Selfishness and humility

I'm reading C.S.Lewis's 'Mere Christianity'. The book consists of reworked transcripts of radio talks he gave in the early 1940s, so the historical context is World War 2. The series of talks was commissioned by the BBC to bring comfort to the people of Britain and those in the armed forces during wartime.

Lewis kicks off by establishing evidence for a Law of Human Nature, which he states is present in all of us and always had been, despite cultural and ethnic differences. It is a fundamental moral code that gives us a framework for knowing the difference between right and wrong. He acknowledges that the details may vary between cultures (monogamy vs polygamy for example), but the overall framework doesn't (by the same example, promiscuity is wrong).

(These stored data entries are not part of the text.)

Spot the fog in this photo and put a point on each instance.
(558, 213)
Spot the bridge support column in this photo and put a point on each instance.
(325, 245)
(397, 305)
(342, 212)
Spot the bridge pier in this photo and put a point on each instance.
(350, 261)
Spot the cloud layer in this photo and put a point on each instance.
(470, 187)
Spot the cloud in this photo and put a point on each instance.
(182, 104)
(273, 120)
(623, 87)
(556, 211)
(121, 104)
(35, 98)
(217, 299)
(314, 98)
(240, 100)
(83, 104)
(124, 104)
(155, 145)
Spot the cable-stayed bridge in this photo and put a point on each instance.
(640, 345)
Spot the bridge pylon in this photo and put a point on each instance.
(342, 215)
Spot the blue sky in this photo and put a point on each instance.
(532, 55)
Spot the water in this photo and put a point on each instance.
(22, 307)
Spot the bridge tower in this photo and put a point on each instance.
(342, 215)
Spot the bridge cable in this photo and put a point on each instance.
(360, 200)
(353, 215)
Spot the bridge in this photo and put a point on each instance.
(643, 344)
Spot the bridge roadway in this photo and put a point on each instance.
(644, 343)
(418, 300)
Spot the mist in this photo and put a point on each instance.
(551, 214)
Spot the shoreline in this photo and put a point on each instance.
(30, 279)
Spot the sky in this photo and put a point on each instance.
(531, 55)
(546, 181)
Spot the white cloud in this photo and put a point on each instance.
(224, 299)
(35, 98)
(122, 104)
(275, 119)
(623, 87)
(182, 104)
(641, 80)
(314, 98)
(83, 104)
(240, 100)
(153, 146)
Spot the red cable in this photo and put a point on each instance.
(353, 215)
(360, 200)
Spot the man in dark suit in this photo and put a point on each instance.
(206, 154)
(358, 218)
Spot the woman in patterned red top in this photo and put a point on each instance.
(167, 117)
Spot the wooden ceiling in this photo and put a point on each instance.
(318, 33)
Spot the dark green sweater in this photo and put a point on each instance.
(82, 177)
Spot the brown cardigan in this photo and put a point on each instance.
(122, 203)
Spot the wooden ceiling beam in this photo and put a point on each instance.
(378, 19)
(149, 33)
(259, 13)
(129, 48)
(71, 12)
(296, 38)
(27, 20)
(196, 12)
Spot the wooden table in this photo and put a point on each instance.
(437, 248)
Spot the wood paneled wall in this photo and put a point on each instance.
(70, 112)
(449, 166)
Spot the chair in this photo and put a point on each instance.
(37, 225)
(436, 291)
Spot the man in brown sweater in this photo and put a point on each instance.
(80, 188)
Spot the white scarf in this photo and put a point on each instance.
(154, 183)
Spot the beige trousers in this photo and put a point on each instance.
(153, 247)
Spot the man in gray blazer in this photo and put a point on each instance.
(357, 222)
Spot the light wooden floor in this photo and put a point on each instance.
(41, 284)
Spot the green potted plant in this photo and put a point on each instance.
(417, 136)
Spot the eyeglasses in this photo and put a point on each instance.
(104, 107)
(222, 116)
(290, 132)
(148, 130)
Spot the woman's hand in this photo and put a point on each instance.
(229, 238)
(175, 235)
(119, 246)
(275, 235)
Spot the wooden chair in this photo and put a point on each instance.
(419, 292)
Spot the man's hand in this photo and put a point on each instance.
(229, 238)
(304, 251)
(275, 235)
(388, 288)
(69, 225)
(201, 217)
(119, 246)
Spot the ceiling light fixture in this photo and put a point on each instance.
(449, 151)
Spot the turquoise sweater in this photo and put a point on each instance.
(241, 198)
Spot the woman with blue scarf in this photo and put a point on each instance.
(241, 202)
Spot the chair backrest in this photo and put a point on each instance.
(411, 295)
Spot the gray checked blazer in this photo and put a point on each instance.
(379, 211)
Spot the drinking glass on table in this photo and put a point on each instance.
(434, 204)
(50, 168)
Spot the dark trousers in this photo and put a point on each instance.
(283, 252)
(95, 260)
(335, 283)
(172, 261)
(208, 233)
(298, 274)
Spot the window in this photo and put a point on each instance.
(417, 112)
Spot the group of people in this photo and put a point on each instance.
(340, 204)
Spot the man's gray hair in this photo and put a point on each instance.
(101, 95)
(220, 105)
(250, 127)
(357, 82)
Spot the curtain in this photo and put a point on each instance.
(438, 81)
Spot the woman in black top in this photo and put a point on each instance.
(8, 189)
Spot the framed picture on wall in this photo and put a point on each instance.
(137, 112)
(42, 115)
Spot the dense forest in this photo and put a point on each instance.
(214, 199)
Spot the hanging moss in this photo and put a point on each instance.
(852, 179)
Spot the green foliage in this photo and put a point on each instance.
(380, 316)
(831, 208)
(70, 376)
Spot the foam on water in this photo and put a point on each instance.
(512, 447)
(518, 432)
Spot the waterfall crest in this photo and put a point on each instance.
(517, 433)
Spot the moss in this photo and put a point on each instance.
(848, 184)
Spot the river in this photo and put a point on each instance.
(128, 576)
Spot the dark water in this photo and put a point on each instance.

But his next example about selfishness is interesting.

'Men have differed as regards what people you ought to be unselfish to ... But they have always agreed that you ought not to put yourself first. Selfishness has never been admired'.

That leaves me wondering - is that still true today? I see examples every day in our celebrity culture that suggest that selfishness is a trait that we increasingly do admire. Reality TV programmes can only be 'won' by those willing to climb over the other downtrodden contestants to get to the top. Producers engineer conflict that can only be resolved by selfishness - and consistently high ratings and newspaper column inches show that this is what we want to watch.

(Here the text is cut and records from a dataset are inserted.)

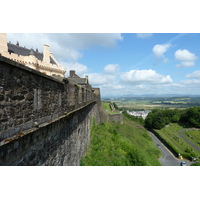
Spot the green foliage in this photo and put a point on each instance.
(140, 120)
(175, 118)
(158, 118)
(114, 144)
(195, 164)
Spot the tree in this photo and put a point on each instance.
(159, 121)
(175, 118)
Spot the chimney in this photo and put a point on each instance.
(46, 54)
(72, 73)
(3, 42)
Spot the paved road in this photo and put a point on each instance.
(167, 158)
(187, 140)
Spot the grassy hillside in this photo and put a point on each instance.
(114, 144)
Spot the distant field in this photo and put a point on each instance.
(155, 102)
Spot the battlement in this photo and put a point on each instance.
(43, 62)
(29, 98)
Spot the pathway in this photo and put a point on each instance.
(187, 140)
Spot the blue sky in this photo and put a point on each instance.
(126, 63)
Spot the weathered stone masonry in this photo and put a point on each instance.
(43, 121)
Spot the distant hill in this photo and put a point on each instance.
(152, 95)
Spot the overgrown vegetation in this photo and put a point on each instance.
(115, 144)
(158, 118)
(170, 137)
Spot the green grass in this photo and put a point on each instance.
(193, 135)
(115, 144)
(171, 136)
(106, 106)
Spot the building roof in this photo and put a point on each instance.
(12, 48)
(78, 81)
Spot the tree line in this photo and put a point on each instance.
(157, 119)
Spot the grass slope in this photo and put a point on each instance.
(127, 144)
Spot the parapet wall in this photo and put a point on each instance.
(61, 142)
(43, 121)
(29, 98)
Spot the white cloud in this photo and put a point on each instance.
(195, 75)
(111, 69)
(187, 58)
(97, 79)
(160, 49)
(65, 45)
(150, 76)
(144, 35)
(80, 69)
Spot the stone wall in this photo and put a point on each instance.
(62, 142)
(29, 98)
(43, 121)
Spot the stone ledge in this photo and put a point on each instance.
(23, 133)
(23, 67)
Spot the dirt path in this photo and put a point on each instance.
(187, 140)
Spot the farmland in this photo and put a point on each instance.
(149, 103)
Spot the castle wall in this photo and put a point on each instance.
(43, 121)
(60, 143)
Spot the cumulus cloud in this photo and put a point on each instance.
(144, 35)
(80, 69)
(65, 45)
(144, 77)
(111, 69)
(194, 75)
(187, 58)
(160, 49)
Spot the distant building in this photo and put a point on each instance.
(73, 78)
(142, 114)
(43, 62)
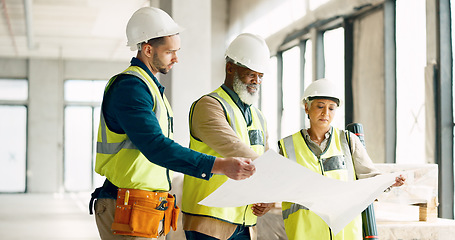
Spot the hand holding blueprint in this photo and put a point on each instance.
(279, 179)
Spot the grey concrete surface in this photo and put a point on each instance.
(46, 216)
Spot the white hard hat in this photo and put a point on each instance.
(322, 88)
(147, 23)
(249, 50)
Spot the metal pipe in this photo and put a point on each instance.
(8, 22)
(28, 24)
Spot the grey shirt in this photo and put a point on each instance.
(363, 164)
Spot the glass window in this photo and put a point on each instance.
(78, 148)
(269, 104)
(411, 60)
(82, 113)
(13, 150)
(13, 128)
(84, 90)
(307, 74)
(13, 89)
(290, 119)
(334, 67)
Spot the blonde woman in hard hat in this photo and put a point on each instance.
(135, 150)
(321, 148)
(225, 123)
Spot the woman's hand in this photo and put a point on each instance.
(399, 181)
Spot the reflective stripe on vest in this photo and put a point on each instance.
(118, 158)
(301, 223)
(194, 189)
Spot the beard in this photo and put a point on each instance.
(160, 66)
(242, 90)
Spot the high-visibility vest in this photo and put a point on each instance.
(118, 158)
(194, 189)
(301, 223)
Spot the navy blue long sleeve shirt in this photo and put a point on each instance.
(127, 108)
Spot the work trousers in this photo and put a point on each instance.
(240, 233)
(104, 216)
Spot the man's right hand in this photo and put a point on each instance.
(236, 168)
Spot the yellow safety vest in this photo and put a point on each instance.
(301, 223)
(194, 189)
(118, 158)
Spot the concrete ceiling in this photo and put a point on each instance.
(66, 29)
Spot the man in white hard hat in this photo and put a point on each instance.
(135, 150)
(224, 123)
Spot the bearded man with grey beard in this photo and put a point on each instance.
(226, 123)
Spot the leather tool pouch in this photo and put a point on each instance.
(139, 213)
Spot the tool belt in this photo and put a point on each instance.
(139, 213)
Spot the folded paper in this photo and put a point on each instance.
(279, 179)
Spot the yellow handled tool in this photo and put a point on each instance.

A thirst for success is something to be admired, but I believe that today we've forgotten that success should go hand-in-hand with humility. Whatever we achieve in life, we do so with the gifts God gave us, and the glory belongs to him, not us. 
Do nothing out of selfish ambition or vain conceit. Rather, in humility value others above yourselves, not looking to your own interests but each of you to the interests of the others. 
-- Philippians 2:3-4 NIV

I wonder what C.S. Lewis would have made of Big Brother or The X Factor.


  1. Selfishness is rewarded materially in many societies. Humility is a virtue of community. If living within a larger group is not considered a value, community is disrupted. It seems "modern" living has little to do with humility and a lot to do with blowing one's own horn, as the Pharisees did on the streets.

  2. People are probably admiring the Nietzschean quality of the contestant in those reality programs rather than the vice per se. I don't think any of those viewers would prefer to have a selfish family members.